For the past few weeks, I’ve been thinking about Joseph. You know, the one in the Bible. The boy with his head in the clouds. The one who always thought that he was meant for more than just a provincial life. (cue Beauty and the Beast soundtrack) His family thought he was being ridiculous. His neighbours probably blamed his parents for letting his imagination run wild. His brothers thought he was too prideful. But he just knew that he was meant for something more. That his life had a bigger purpose than the one he was presently pursuing. He probably even felt lonely because no one would believe him when he talked about his dreams. He was made fun of, and ostracized. And then, following a tragic set of events, he gets to be in charge of Potiphar’s household. That’s an important position. Surely, he must have thought, this must be it. This must be what his dreams were all about. He must have felt on top of the world and felt like he was living his dream. A head of the household was an incredibly important job. He was respected and held with high regard. Things he had never experienced all his life. And surely, he must have thought, this is my dream coming true at last.
Then tragedy struck again and he was thrown out of there and into prison. One can only imagine the devastation he must have felt. To be riding the highs of life, only to be thrown off into the pit (again). He must have questioned everything. Even the purpose of his existence. Whether he was just a pawn in God’s hands. Whether his life was a cosmic joke. All the what ifs flooding his mind. What if he had never had those dreams, he would have been content with his life with his family. What if his brothers hadn’t sold him off, he wouldn’t have been at Potiphar’s house. What if he misinterpreted the dreams? What if … Questions probably flooded his mind, yet no answers came. Is this what his life is supposed to look like now? Living in prison, trying to push his dreams to the back of his mind. Focusing on the present and trying to make the best of it. And before he knew it, he was given a good position even in prison. You could say, he was a natural leader. Through all of the things life threw at him, and through all the questions he had, he kept being the person God had moulded him to be. Maybe he kept waiting in hope that his dreams will finally come true. Maybe there was a crazy thought that his time at Potiphar’s house may not have been his dream coming true, but that something far better awaits him.
And then it happened. He was just being himself when he counted on God for the interpretation, except this time it was for the Pharaoh. And just like that, he was made in charge of not just a household, or an estate. A whole frikkin country! Absolutely insane. I can only imagine him sitting in his place of importance and taking a moment to take it all in, as his journey flashes before his eyes and finally all his struggles and pits start to make sense. And he finally understands what his dreams were about.
Imagine if Joseph was appointed as head of Egypt, as soon as he had the dream. Then there would have been just a line about him in the Bible. But his struggle made his story unique (and gave him about 10 chapters in Genesis). I’ve constantly heard that no one meant for great things, has had the easy way. And stories of people like Joseph affirms this statement.
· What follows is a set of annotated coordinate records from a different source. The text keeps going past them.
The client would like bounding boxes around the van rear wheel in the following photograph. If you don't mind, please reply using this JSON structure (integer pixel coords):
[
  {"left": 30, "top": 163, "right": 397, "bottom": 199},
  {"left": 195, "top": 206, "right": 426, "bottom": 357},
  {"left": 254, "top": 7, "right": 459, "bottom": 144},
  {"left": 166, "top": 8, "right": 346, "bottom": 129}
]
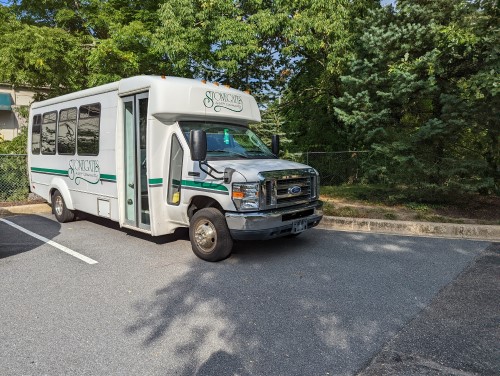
[
  {"left": 189, "top": 208, "right": 233, "bottom": 261},
  {"left": 52, "top": 190, "right": 75, "bottom": 223}
]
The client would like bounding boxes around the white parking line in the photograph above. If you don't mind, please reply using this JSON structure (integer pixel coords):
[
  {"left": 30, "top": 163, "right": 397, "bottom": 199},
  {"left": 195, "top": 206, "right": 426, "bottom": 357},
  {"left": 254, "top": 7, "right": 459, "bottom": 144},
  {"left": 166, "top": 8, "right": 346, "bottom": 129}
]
[{"left": 0, "top": 218, "right": 97, "bottom": 265}]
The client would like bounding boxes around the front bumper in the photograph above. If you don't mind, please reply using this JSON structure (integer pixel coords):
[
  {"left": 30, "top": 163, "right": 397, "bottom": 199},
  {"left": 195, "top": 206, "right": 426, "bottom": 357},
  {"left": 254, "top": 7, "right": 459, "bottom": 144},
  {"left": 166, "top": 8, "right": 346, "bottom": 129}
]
[{"left": 226, "top": 200, "right": 323, "bottom": 240}]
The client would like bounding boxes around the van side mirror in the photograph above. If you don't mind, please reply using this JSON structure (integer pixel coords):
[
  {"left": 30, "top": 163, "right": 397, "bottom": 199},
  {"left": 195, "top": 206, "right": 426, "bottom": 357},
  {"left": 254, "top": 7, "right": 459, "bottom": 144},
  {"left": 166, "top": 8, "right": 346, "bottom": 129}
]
[
  {"left": 189, "top": 129, "right": 207, "bottom": 162},
  {"left": 271, "top": 134, "right": 280, "bottom": 156}
]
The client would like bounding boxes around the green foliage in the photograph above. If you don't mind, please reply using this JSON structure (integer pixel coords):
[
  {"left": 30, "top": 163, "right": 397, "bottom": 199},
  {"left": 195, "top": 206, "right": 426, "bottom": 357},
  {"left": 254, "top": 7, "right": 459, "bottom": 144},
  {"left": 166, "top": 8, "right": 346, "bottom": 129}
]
[
  {"left": 0, "top": 0, "right": 500, "bottom": 196},
  {"left": 334, "top": 0, "right": 500, "bottom": 192},
  {"left": 0, "top": 127, "right": 29, "bottom": 201}
]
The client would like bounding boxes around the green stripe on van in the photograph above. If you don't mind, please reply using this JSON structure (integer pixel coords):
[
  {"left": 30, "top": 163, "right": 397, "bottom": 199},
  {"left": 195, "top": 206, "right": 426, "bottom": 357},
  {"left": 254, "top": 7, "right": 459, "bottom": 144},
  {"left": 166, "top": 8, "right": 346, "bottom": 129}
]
[
  {"left": 100, "top": 174, "right": 116, "bottom": 182},
  {"left": 31, "top": 167, "right": 68, "bottom": 176},
  {"left": 182, "top": 180, "right": 228, "bottom": 192}
]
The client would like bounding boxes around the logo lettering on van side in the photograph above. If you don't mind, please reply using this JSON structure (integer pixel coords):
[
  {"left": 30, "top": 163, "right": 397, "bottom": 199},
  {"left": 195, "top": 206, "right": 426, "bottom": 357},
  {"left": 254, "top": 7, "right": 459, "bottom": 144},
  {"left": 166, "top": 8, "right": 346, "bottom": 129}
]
[
  {"left": 203, "top": 91, "right": 243, "bottom": 112},
  {"left": 68, "top": 159, "right": 101, "bottom": 185}
]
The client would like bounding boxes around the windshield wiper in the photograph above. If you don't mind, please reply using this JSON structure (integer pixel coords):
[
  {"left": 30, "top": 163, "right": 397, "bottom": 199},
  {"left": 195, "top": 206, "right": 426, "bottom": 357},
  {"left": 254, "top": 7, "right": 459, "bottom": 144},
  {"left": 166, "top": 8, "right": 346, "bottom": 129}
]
[{"left": 208, "top": 149, "right": 250, "bottom": 159}]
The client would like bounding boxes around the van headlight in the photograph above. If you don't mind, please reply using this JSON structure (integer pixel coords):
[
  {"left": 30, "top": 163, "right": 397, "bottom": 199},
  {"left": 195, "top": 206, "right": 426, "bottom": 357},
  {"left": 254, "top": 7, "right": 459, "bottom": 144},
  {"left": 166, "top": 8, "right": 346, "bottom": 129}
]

Have you ever felt that you’re meant for more? That something great came along, and then it wasn’t yours anymore? Have you lost your dream in the struggles of life? You are not alone in this. The story of Joseph reminds us to keep going, and to keep being who you have been called to be. And if what you thought was your dream has been taken away, it only means that it was meant to prepare you for something greater. And if there is a voice inside you telling you that you’re meant for more, believe it. Because you are meant for more.